A Jeremy Corbyn victory in the Labour leadership election could lead to a split in the party, Yvette Cooper warned today.

The Shadow Home Secretary, who is one of four leadership contenders in the race, voiced her concerns the party was “polarising” around “extremes” – including the far left as represented by Mr Corbyn.

Ms Cooper gave the warning after leadership rival Liz Kendall, seen as being on the right of the party, confirmed she would join a pressure group of Labour MPs termed as ‘The Resistance’ if Mr Corbyn became leader.

On the BBC’s World At One programme this afternoon, Ms Cooper asked: “Are you genuinely worried that the party would split if he [Jeremy Corbyn] wins?”

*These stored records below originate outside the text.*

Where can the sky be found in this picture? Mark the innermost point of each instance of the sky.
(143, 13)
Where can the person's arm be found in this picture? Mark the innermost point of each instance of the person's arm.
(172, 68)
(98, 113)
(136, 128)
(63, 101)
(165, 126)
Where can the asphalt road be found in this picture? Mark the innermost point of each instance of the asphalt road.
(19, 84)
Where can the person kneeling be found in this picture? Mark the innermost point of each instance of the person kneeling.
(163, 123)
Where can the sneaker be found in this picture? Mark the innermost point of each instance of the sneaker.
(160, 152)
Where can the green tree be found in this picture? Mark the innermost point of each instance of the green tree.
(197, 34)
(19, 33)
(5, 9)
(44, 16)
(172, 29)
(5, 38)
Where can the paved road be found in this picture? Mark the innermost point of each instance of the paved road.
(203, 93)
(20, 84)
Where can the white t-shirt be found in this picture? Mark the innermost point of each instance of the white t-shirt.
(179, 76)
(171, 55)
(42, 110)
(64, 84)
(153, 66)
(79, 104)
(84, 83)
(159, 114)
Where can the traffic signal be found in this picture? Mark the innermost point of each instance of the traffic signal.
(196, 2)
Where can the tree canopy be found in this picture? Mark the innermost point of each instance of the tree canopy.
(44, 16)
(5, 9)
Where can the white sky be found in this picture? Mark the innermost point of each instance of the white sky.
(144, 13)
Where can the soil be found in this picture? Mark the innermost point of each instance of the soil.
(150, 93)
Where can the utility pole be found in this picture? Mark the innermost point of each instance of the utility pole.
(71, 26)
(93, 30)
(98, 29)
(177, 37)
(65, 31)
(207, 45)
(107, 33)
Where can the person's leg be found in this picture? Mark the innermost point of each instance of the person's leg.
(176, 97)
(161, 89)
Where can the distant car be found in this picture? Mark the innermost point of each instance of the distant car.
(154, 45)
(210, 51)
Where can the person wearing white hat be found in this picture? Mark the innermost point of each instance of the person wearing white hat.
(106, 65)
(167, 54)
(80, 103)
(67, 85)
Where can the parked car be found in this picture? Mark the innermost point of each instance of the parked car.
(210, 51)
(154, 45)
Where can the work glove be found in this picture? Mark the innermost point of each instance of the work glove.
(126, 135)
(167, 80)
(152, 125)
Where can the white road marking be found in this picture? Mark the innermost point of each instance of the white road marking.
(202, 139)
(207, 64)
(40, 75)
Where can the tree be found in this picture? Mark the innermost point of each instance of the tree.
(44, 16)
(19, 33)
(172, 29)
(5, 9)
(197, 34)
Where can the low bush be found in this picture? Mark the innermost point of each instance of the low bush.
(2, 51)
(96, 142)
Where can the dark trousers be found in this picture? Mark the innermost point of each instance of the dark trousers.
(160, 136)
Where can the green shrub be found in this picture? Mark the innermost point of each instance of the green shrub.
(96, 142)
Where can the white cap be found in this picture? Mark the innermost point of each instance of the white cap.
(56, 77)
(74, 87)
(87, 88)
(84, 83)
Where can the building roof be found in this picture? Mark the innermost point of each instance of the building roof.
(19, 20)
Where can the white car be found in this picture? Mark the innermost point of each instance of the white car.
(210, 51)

She replied: “I am, because I’m worried what’s happening at the moment. The party does seem to be polarising between the different extremes and I don’t think that is the right thing to do. It’s partly because we want to hold our party together in order to win, divided parties don’t win, but it’s actually much more than that.

“I actually don’t think the extremes of the party are the right place to be and are true to our values and are true to the things that we need to do to change the country for the future.”

Liz Kendall said she will join 'The Resistance' if Jeremy Corbyn becomes leader

Ms Cooper has stepped up attacks on Mr Corbyn in the past fortnight, and in a speech last week claimed he is “offering old solutions to old problems.”

At a campaigning event last night, Ms Cooper compared the Islington North MP’s popularity with young people to ‘Cleggmania’ before the 2010 General Election.

She said: “Do you remember the big sort of youth campaign around Nick Clegg before the 2010 election and how betrayed people felt afterwards because they felt let down? I think the place to be is to not have false hope, and my concern over the Jeremy Corbyn campaign is in the end this is false hope and not as radical as it looks.”

Ms Cooper cited Mr Corbyn’s plan to reopen coal mines in South Wales and his perceived unpopularity with the electorate at large as reasons why he was offering “false hope.”

Despite starting as the outsider, Mr Corbyn is now the favourite to win the leadership election, defeatin Ms Cooper, Ms Kendall and Andy Burnham.